Sand dust images show typical strip noise. It's tough to reduce noise from these images with poor texture without
sacrificing delicate image details. Human viewers are especially sensitive to the high-frequency visual distortions that
occur. In the field of computer vision, many outstanding image denoising methods have been proposed [19].
The deterioration of hazy, sand-dust and underwater images is mostly attributed to the phenomena of absorption of
light and scattering. [20, 21, 22, 23, 24]. To be more precise, the scattering of visible light occurs as a result of the
physical properties of the surrounding medium. Hence, the ambient light source will comprise both original visible
light and scattered light. Typically, the imaging device concludes the imaging procedure by capturing the emitted light
from the scene of the object. The absorption of visible light by the surrounding medium results in a reduction in the
intensity of the acquired radiation. Furthermore, the extent of attenuation is contingent upon the spatial separation of
the objects in the scene and the imaging apparatus.
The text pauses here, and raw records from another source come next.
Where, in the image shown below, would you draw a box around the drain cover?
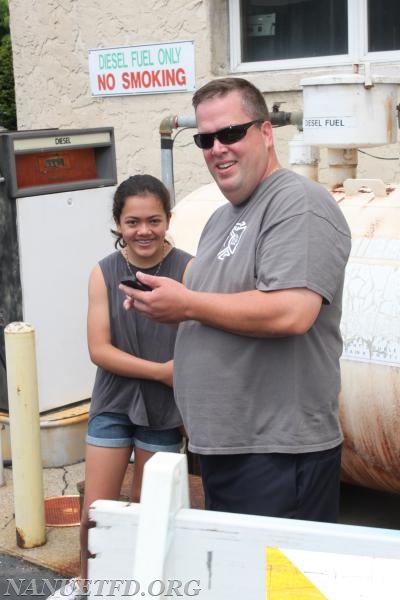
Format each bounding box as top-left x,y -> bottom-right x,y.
44,496 -> 80,527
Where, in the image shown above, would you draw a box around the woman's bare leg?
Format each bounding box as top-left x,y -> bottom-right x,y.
131,447 -> 155,502
80,444 -> 132,579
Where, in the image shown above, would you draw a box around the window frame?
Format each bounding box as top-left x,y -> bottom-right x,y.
229,0 -> 400,73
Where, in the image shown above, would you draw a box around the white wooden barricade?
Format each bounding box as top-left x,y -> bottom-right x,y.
89,452 -> 400,600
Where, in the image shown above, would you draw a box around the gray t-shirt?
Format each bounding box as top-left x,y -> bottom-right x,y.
174,169 -> 351,454
90,248 -> 192,429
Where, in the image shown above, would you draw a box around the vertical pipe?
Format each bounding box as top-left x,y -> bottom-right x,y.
0,425 -> 5,487
4,322 -> 46,548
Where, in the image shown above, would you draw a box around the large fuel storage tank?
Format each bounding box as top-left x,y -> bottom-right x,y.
170,180 -> 400,493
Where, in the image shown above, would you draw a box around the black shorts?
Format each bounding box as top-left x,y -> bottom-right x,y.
200,446 -> 342,523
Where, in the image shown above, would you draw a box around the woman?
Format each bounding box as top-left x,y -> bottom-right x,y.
49,175 -> 192,600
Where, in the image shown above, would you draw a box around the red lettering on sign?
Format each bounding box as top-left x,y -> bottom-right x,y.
122,68 -> 186,90
97,73 -> 115,91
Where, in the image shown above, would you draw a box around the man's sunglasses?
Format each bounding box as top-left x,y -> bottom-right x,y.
193,119 -> 264,150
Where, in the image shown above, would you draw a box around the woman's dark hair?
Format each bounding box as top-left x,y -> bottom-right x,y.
192,77 -> 269,121
111,174 -> 171,248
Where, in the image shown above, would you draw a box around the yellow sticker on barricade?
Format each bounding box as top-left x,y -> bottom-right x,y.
266,548 -> 328,600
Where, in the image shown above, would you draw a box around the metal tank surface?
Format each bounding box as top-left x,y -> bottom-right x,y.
170,179 -> 400,494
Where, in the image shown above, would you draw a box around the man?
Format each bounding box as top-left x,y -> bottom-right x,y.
121,78 -> 351,522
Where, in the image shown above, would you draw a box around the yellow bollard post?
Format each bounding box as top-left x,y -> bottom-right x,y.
4,322 -> 46,548
0,425 -> 5,487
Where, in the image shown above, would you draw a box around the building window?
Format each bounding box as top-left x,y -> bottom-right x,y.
229,0 -> 400,71
368,0 -> 400,52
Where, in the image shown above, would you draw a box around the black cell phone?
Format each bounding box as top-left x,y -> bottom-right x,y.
121,275 -> 153,292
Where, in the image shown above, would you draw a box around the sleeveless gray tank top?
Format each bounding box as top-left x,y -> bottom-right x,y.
90,248 -> 192,429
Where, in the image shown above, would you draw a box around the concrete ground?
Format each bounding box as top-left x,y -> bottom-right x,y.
0,462 -> 85,576
0,462 -> 400,600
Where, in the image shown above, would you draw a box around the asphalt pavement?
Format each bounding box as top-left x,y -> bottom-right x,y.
0,554 -> 65,600
0,476 -> 400,600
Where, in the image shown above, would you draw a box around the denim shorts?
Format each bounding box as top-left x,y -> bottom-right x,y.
86,412 -> 182,452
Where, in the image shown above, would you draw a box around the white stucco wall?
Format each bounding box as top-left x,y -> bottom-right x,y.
5,0 -> 400,201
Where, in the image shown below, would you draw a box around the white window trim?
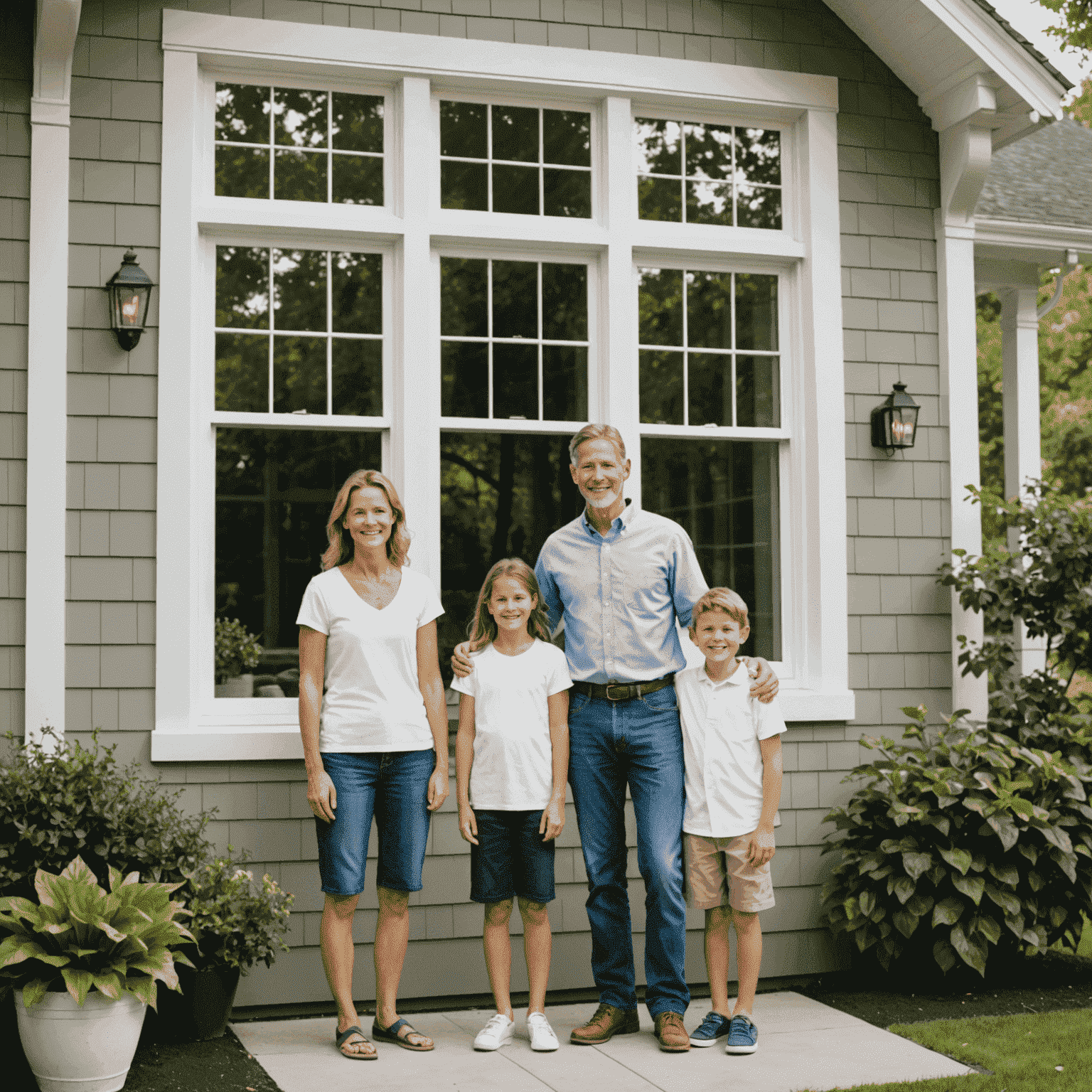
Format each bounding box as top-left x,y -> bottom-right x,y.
152,10 -> 854,761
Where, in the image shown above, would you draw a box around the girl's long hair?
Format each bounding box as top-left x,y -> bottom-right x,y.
466,557 -> 550,652
322,471 -> 412,578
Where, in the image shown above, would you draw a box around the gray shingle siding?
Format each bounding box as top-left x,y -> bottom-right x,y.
17,0 -> 950,1005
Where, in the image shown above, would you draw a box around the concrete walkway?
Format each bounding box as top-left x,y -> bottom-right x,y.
232,992 -> 971,1092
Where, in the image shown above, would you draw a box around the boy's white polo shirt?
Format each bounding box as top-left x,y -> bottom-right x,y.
675,664 -> 785,837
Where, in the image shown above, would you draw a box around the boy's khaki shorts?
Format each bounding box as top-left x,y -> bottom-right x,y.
682,833 -> 773,914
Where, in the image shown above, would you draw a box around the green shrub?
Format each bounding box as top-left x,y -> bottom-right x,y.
823,707 -> 1092,975
0,733 -> 212,898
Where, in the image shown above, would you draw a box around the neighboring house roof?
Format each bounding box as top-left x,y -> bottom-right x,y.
974,0 -> 1074,90
974,118 -> 1092,228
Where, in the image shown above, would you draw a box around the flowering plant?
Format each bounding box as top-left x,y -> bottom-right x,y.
216,618 -> 262,682
183,846 -> 293,971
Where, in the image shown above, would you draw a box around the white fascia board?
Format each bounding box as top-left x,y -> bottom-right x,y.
163,10 -> 837,114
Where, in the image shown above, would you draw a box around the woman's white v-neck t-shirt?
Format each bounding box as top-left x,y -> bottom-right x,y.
296,568 -> 444,752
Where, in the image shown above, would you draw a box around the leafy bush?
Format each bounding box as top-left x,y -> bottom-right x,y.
823,707 -> 1092,975
216,618 -> 262,682
0,733 -> 212,898
0,857 -> 192,1008
183,846 -> 293,972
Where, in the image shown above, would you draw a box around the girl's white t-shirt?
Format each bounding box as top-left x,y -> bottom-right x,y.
296,568 -> 444,752
451,639 -> 572,811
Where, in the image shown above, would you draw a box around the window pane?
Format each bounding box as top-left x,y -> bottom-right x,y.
686,181 -> 732,227
542,345 -> 587,420
542,167 -> 592,220
216,144 -> 269,199
638,350 -> 682,425
493,106 -> 538,163
216,428 -> 380,655
736,129 -> 781,186
331,155 -> 383,205
216,83 -> 269,144
216,334 -> 269,413
493,262 -> 538,336
273,338 -> 326,414
636,178 -> 682,224
439,432 -> 583,680
329,252 -> 383,334
736,356 -> 781,428
273,152 -> 328,201
440,159 -> 489,212
331,92 -> 383,152
641,437 -> 781,660
440,102 -> 488,159
493,344 -> 538,420
636,269 -> 682,347
273,250 -> 326,331
493,164 -> 538,216
440,342 -> 489,417
440,257 -> 489,338
542,262 -> 587,341
682,124 -> 732,179
542,110 -> 592,166
686,273 -> 732,347
333,338 -> 383,417
687,353 -> 744,426
736,273 -> 778,352
273,87 -> 328,147
216,247 -> 269,330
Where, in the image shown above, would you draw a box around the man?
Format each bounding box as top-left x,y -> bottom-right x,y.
452,425 -> 778,1053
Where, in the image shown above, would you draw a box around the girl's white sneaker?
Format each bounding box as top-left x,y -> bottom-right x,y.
528,1012 -> 557,1051
474,1012 -> 515,1051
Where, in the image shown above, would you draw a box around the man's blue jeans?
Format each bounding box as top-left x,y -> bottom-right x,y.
569,686 -> 690,1018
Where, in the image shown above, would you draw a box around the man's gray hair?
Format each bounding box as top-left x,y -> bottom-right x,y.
569,425 -> 626,466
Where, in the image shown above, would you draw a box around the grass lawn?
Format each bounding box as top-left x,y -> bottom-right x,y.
799,1010 -> 1092,1092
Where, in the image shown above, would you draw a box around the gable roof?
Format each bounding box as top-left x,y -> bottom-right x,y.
974,118 -> 1092,228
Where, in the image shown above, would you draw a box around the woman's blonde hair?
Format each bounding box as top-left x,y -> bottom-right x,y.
466,557 -> 550,652
322,471 -> 410,572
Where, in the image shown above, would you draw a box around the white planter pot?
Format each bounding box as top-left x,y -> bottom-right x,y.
16,990 -> 146,1092
213,675 -> 255,698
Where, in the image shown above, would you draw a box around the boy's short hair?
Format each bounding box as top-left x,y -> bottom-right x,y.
690,587 -> 750,629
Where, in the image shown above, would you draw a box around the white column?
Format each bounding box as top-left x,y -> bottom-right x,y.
1000,285 -> 1046,675
390,77 -> 440,585
24,0 -> 80,746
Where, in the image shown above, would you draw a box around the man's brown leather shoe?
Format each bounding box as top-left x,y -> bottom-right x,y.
569,1005 -> 638,1047
656,1012 -> 690,1054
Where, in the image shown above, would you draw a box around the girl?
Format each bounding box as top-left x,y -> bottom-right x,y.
452,558 -> 572,1051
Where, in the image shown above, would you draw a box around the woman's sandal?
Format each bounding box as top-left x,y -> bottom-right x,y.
371,1020 -> 436,1051
334,1024 -> 379,1061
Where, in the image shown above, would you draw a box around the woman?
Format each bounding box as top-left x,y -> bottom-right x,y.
296,471 -> 448,1060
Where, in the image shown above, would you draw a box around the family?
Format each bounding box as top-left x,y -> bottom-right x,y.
297,425 -> 785,1060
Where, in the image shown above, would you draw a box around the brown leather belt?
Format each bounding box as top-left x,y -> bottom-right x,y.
572,672 -> 675,701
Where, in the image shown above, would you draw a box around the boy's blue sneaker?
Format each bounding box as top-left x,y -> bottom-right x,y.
724,1015 -> 758,1054
690,1012 -> 732,1046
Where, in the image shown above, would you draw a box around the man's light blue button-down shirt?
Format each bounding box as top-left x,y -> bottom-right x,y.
535,505 -> 709,682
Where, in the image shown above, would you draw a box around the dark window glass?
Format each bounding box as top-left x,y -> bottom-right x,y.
210,428 -> 380,655
641,437 -> 781,660
437,432 -> 583,681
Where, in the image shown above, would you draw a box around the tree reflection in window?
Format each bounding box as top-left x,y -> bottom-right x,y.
216,428 -> 381,670
439,432 -> 583,681
633,118 -> 782,230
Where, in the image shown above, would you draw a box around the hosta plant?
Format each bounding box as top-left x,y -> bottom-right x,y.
823,707 -> 1092,975
0,857 -> 193,1008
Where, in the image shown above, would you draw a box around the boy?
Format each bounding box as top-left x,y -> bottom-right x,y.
675,587 -> 785,1054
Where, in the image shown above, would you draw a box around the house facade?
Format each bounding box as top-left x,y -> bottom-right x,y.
0,0 -> 1068,1005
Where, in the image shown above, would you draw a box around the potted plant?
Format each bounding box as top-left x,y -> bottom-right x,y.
215,618 -> 262,698
151,846 -> 293,1039
0,856 -> 192,1092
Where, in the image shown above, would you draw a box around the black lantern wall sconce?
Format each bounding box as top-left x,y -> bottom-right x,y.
106,250 -> 153,353
872,383 -> 919,454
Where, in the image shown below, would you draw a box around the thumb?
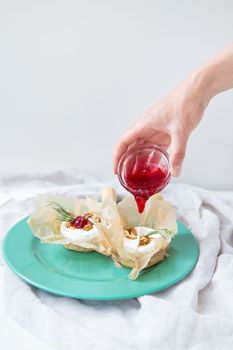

Most of the key scene recovery challenges, namely enhancement
of sand-dust/ underwater images and dehazing of images, are tackled as independent computer vision applications.
These image deteriorations have identical features namely low contrast, low visibility and color distortion.
Scene recovery has been the subject of considerable research, yielding significant and noteworthy findings.
Ongoing investigations continue to advance current knowledge in this field. There has been a surge in the use of
Convolutional Neural Network (CNN) based approaches for the restoration of single images. [25] introduced a deep
neural network called DehazeNet to address the task of estimation of transmission map. Subsequently, a standard
method was employed to assess the atmospheric light. The transmission map estimation was performed with the help
of a multiscale variant of Dehazenet [26]. [27] introduced a method called AOD-Net, which utilizes a lightweight
CNN to directly enhance the latent sharp image from a hazy image.
The dark channel, haze imaging model, and transmission priors were all included into a deep architecture to propose
a proximal Dehaze-Net in [28]. To improvise the quality of the underwater image, [29] proposed a deep learning
system based on wavelet-corrected transforms. With the premise of an underwater scenario, [30] used a CNN network
for the purpose of underwater images visual improvement. An underwater image improvement benchmark was
developed, and a network (Water-Net) was proposed to be trained on this benchmark. These imaging outcomes from
supervised learning rely heavily on the diversity and volumes of the datasets available for analysis. The unsupervised
learning technique known as the Generative Adversarial Network (GAN) has shown promising results in the field of
scene recovery. It can improve the visual quality in a variety of weather and imaging settings, and generate synthetic
images that appear incredibly authentic.
References
[1] J.-Y. Kim, L.-S. Kim and S.-H. Hwang, "An advanced contrast enhancement using partially
overlapped sub-block histogram equalization," IEEE Transactions on Circuits and Systems for Video
Technology, vol. 11, no. 4, pp. 475-484, 2001.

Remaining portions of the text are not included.